Thank you for your help.

Answer 1

You are making two mistakes in your argument:

1. If $(M,F)$ is an manifold $M$ equipped with a foliation $F$ and $p: M\to N$ is a 2-fold covering map, then $p$ maps $F$ to a foliation $p(F)$ on $N$. For this to be true you want the group $G$ of covering transformation to preserve the foliation $F$, i.e. map leaves to leaves.

2. If $F$ is a cooriented foliation, then (assuming that $p(F)$ is a foliation) $p(F)$ is also cooriented. This is similar to assuming that if $M$ is an orientable manifold, then every manifold covered by $M$ will be also orientable. For coorientability of $p(F)$ to hold, you want $G$ to preserve the coorientation of $F$.

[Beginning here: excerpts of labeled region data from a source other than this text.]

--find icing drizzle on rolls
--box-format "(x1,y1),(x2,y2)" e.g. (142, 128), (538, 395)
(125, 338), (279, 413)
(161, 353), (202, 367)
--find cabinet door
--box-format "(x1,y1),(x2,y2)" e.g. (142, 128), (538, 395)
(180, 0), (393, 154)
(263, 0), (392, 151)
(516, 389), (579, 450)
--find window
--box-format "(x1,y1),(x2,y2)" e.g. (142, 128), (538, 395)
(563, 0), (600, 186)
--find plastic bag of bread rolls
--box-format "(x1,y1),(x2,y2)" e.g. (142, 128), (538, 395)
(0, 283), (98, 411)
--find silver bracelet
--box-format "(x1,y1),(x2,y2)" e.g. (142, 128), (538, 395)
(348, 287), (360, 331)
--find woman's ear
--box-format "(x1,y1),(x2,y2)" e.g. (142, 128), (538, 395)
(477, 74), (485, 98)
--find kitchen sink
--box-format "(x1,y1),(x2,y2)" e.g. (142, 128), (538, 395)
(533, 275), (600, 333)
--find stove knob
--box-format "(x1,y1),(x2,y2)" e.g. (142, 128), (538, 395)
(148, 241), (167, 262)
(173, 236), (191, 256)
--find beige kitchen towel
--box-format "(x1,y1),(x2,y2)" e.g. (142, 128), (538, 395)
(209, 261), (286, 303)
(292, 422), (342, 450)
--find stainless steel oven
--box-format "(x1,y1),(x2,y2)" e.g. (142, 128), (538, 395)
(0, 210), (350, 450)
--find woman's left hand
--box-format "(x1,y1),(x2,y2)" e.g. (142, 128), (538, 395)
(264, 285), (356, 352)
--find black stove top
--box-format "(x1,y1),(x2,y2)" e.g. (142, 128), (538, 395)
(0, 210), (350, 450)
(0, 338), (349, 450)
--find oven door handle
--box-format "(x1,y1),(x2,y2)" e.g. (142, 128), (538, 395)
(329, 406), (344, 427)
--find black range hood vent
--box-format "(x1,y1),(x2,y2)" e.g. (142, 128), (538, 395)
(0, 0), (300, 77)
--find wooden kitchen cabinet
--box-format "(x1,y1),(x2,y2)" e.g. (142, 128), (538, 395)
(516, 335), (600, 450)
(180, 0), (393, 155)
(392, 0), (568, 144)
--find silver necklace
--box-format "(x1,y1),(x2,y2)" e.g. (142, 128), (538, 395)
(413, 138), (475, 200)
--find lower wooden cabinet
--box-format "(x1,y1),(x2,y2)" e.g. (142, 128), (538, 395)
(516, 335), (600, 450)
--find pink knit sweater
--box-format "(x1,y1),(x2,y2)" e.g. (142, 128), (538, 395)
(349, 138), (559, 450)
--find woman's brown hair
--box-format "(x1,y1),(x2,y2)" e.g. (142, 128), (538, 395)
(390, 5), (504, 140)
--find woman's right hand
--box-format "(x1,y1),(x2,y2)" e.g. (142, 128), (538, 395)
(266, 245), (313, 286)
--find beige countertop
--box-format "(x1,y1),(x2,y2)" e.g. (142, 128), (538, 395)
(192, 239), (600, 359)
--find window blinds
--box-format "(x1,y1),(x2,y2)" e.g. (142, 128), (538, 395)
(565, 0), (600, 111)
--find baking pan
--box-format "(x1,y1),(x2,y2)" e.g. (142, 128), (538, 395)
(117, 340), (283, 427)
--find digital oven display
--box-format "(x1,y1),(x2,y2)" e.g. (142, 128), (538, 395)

Now, consider the specific example, $M=S^2\times S^1$ with foliation $F$ whose leaves are spheres $S^2\times \{z\}$, $z\in S^1$. I will regard $M$ as the quotient space of $S^2\times [-\pi, \pi]$, where $(\mathbf x,\pi)\sim (\mathbf x,-\pi)$, $\mathbf x\in S^2$. Consider the following involution $\tau$ of $S^2\times [-\pi, \pi]$: $$ \tau(\mathbf x,t)= (-\mathbf x, -t). $$ Then $\tau$ preserves the equivalence relation and, hence, descends to an involution $\sigma$ of $M$. It's easy to see that $\sigma$ is fixed-point free and preserves exactly two leaves of the foliation $F$: One (let's call it $\Sigma_0$) corresponding to $S^2\times \{0\}\subset S^2\times [-\pi, \pi]$ and one (denoted $\Sigma_1$) corresponding to $S^2\times \{\pm \pi\}\subset S^2\times [-\pi, \pi]$. The quotient $N=p(M)$ of $M$ by the group $G$ generated by $\sigma$ is $P^3\# P^3$: A separating sphere in the connected sum will be the projection of the spheres $S^2\times \{\pm \pi/2\}$. The involution $\sigma$ clearly preserves the foliation $F$ of $M$, hence, $p(F)$ is again a foliation of $N$. Generic leaves of the foliation $p(F)$ will be spheres, with two exceptions: The projections $p(\Sigma_0), p(\Sigma_1)$, which will be projective planes. These will be the leaves along which $p(F)$ does not admit a coorientation. (This is a good exercise to work out.)